Zorki's automatic-exposure rangefinder — 35mm, leaf shutter, selenium auto exposure, 1964.
The Zorki 10 is a Soviet 35mm rangefinder made by the KMZ plant at Krasnogorsk near Moscow, a departure from the earlier Barnack-derived Zorki bodies. It appeared around 1964 and was based on the Japanese Ricoh Auto 35 design rather than on the Leica II. The gap list records it in the Leica Thread Mount branch of the Zorki family; verify the exact lens arrangement on any given example.
This is a 35mm coupled-rangefinder camera with a combined rangefinder and viewfinder. It uses a leaf shutter rather than the cloth focal-plane shutter of the earlier Zorki bodies and provides automatic exposure driven by a selenium meter cell around the lens. Focusing is by the coupled rangefinder. As an automatic-exposure body its handling differs markedly from the manual Barnack-style Zorki cameras.
The Zorki 10 suits users who want an automatic-exposure Soviet rangefinder with point-and-shoot simplicity rather than the manual control of the earlier Zorki bodies. Its selenium-cell automation and leaf shutter give straightforward daylight shooting. It is a distinct branch of the Zorki line and appeals to collectors of Soviet automation as much as to everyday shooters.
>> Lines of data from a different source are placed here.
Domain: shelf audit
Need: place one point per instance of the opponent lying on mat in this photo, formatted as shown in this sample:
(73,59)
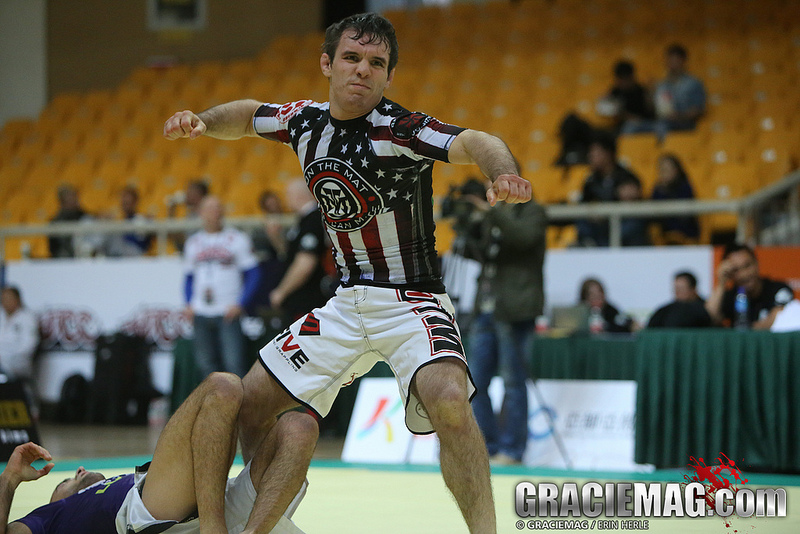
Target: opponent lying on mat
(175,490)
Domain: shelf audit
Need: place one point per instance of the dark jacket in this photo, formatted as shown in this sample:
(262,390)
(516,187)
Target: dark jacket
(518,285)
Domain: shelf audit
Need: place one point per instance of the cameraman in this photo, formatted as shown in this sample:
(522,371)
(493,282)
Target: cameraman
(509,241)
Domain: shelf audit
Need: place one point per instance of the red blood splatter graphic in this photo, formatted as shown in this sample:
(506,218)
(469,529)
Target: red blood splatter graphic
(715,477)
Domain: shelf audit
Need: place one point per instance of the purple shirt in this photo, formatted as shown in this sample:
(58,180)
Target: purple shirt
(92,511)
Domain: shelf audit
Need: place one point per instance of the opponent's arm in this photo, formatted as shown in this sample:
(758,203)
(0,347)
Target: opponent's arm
(233,120)
(18,470)
(495,161)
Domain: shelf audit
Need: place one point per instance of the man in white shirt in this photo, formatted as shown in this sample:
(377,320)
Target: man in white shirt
(19,335)
(222,277)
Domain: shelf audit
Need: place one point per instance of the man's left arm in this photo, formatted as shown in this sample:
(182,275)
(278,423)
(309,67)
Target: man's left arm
(495,161)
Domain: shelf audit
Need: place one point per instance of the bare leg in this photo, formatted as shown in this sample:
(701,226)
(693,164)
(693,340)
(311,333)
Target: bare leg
(194,453)
(279,468)
(264,400)
(442,388)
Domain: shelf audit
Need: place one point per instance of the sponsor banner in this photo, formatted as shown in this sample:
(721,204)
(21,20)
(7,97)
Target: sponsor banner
(638,280)
(594,420)
(78,300)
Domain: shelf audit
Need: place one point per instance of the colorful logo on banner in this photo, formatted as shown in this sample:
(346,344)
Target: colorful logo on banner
(381,417)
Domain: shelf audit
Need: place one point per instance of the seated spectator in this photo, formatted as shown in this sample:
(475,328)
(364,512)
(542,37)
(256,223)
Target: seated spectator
(634,229)
(195,192)
(70,210)
(686,311)
(132,244)
(627,100)
(593,295)
(19,336)
(743,298)
(679,99)
(601,186)
(673,184)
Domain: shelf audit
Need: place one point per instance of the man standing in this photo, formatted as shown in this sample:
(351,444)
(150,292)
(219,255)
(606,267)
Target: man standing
(222,278)
(510,297)
(368,162)
(19,336)
(300,288)
(743,298)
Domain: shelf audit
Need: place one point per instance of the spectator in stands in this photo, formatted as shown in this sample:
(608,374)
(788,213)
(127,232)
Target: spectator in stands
(634,229)
(510,240)
(135,243)
(601,186)
(195,192)
(688,310)
(627,100)
(673,184)
(603,317)
(301,288)
(70,210)
(679,99)
(269,247)
(222,277)
(19,335)
(738,279)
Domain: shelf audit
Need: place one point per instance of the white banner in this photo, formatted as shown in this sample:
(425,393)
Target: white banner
(593,419)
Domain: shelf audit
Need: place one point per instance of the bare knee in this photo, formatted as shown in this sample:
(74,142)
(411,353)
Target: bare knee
(448,409)
(225,388)
(298,430)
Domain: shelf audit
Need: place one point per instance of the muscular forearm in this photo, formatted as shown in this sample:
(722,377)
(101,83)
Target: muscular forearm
(714,304)
(488,152)
(7,489)
(233,120)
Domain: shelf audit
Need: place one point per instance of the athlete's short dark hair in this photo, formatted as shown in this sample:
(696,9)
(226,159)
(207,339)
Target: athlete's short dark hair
(377,28)
(691,279)
(677,49)
(738,247)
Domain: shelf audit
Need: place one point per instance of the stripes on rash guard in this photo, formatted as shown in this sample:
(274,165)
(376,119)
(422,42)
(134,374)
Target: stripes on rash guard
(372,178)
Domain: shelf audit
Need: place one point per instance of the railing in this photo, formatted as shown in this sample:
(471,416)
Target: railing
(749,228)
(782,198)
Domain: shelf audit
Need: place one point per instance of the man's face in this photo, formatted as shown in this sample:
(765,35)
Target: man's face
(358,75)
(683,290)
(71,486)
(127,202)
(599,157)
(9,301)
(211,213)
(743,269)
(675,63)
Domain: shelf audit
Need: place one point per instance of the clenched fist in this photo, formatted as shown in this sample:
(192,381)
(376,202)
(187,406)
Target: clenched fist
(184,124)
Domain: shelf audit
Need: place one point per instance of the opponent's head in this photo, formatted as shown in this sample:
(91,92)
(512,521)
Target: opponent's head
(368,28)
(71,486)
(358,58)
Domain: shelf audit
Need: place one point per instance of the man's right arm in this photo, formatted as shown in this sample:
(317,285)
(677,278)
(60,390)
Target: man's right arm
(233,120)
(18,470)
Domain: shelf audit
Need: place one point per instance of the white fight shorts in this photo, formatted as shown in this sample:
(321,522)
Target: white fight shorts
(240,495)
(361,325)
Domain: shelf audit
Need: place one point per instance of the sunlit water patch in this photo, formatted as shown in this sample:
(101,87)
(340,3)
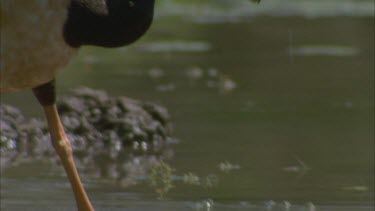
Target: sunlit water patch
(324,50)
(175,46)
(235,10)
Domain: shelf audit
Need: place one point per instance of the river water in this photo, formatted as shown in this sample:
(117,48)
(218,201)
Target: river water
(276,106)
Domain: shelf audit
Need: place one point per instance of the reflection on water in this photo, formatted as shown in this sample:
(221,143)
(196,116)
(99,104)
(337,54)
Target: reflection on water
(300,129)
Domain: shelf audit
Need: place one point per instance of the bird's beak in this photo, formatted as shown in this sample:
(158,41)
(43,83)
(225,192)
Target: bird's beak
(255,1)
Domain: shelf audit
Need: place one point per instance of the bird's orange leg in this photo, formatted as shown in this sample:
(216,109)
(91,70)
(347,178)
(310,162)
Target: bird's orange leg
(46,96)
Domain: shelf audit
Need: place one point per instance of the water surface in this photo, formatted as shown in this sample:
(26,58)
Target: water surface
(289,100)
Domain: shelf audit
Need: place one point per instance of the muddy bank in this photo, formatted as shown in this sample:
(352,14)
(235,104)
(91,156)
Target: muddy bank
(115,137)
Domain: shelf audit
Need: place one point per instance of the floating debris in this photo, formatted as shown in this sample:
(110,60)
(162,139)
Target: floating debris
(324,51)
(160,178)
(176,46)
(191,179)
(310,207)
(205,205)
(287,205)
(166,87)
(156,73)
(195,73)
(356,188)
(227,167)
(300,169)
(212,72)
(269,205)
(227,85)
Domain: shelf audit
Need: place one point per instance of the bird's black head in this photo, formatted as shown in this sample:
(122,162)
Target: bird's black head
(107,23)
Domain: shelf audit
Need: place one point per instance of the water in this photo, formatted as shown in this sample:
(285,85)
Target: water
(279,107)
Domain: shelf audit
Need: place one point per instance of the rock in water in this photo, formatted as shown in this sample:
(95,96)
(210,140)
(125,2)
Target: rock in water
(115,137)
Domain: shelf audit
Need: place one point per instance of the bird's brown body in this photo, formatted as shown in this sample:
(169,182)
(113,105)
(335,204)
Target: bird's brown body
(33,49)
(38,38)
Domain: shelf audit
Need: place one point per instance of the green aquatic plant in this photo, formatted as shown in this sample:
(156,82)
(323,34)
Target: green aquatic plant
(160,178)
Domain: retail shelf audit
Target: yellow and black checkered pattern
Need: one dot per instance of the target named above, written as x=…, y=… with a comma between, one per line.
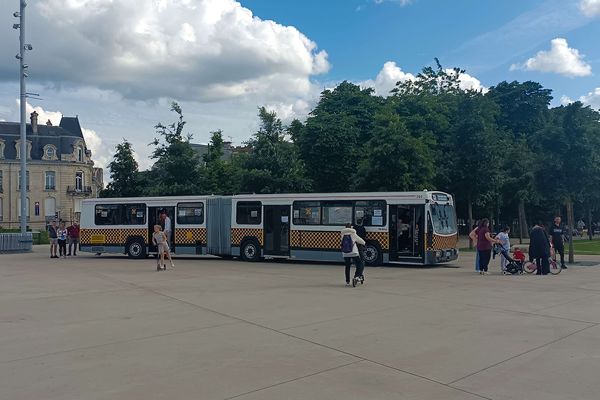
x=111, y=236
x=190, y=236
x=238, y=234
x=383, y=238
x=443, y=242
x=330, y=240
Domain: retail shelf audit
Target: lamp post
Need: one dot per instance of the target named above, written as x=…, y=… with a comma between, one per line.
x=23, y=97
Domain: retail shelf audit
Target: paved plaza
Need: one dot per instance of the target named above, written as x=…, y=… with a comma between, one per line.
x=113, y=328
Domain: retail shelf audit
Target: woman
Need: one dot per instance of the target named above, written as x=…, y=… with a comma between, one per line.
x=160, y=240
x=350, y=252
x=484, y=245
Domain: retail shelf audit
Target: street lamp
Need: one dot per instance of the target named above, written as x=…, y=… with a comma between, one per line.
x=22, y=75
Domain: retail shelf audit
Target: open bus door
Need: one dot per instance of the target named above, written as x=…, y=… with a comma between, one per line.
x=154, y=219
x=277, y=231
x=406, y=233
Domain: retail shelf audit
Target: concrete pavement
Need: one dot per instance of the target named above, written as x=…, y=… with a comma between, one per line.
x=114, y=328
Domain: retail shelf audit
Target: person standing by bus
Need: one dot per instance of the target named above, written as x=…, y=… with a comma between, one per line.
x=473, y=238
x=557, y=234
x=61, y=233
x=73, y=233
x=539, y=248
x=159, y=238
x=166, y=222
x=505, y=243
x=350, y=253
x=484, y=245
x=362, y=233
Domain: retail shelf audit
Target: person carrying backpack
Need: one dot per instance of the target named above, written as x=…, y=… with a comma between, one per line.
x=350, y=253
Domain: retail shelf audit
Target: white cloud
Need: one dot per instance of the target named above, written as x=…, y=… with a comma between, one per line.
x=401, y=2
x=590, y=8
x=561, y=59
x=468, y=82
x=592, y=98
x=202, y=50
x=565, y=100
x=391, y=73
x=387, y=78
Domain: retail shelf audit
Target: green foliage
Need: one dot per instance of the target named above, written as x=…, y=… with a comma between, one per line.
x=272, y=164
x=123, y=173
x=494, y=151
x=177, y=167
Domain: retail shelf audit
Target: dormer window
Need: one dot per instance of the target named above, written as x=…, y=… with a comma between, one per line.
x=50, y=152
x=18, y=148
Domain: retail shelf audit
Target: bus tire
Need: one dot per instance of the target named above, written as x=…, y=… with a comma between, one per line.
x=250, y=250
x=136, y=248
x=372, y=254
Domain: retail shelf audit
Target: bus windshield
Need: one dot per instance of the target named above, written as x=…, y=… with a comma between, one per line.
x=444, y=220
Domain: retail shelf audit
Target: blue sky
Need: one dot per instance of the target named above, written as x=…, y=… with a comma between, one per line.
x=483, y=37
x=118, y=64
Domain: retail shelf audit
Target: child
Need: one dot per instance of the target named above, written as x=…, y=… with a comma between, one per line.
x=160, y=240
x=505, y=243
x=518, y=255
x=61, y=234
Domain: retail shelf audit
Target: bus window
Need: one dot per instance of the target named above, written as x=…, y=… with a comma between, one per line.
x=190, y=213
x=135, y=214
x=337, y=213
x=248, y=212
x=307, y=213
x=120, y=214
x=108, y=214
x=373, y=213
x=444, y=220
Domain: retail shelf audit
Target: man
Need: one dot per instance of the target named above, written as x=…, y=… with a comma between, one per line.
x=539, y=248
x=557, y=237
x=53, y=235
x=73, y=232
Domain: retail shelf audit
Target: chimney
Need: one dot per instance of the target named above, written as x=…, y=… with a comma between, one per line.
x=34, y=122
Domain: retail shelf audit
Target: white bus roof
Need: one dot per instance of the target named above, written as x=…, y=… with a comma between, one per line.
x=423, y=195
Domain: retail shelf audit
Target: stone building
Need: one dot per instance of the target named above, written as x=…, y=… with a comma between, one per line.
x=60, y=172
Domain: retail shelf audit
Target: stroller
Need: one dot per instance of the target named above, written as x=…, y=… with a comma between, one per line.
x=513, y=267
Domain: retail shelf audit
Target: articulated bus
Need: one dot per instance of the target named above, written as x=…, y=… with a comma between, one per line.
x=402, y=227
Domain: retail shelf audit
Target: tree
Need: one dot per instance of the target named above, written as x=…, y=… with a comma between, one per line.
x=334, y=136
x=123, y=173
x=394, y=160
x=176, y=170
x=272, y=164
x=570, y=169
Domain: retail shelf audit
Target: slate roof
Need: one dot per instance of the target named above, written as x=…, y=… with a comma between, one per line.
x=63, y=137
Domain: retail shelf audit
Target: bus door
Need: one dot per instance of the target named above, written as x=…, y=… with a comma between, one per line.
x=406, y=231
x=154, y=218
x=277, y=230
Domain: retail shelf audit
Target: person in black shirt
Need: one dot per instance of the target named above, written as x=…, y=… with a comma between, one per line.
x=557, y=234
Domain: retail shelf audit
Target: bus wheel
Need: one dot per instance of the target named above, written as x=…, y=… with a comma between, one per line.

On the used market the Zorki 10 is inexpensive and offers strong value, but the sample-to-sample quality-control variance typical of former-Soviet-Union bodies means each one should be checked. Inspect the rangefinder patch for contrast and alignment, confirm the leaf shutter fires cleanly across speeds, and test the selenium-cell automatic exposure, which is often weak with age. Because it relies on the meter for automatic exposure, a dead selenium cell limits its usefulness.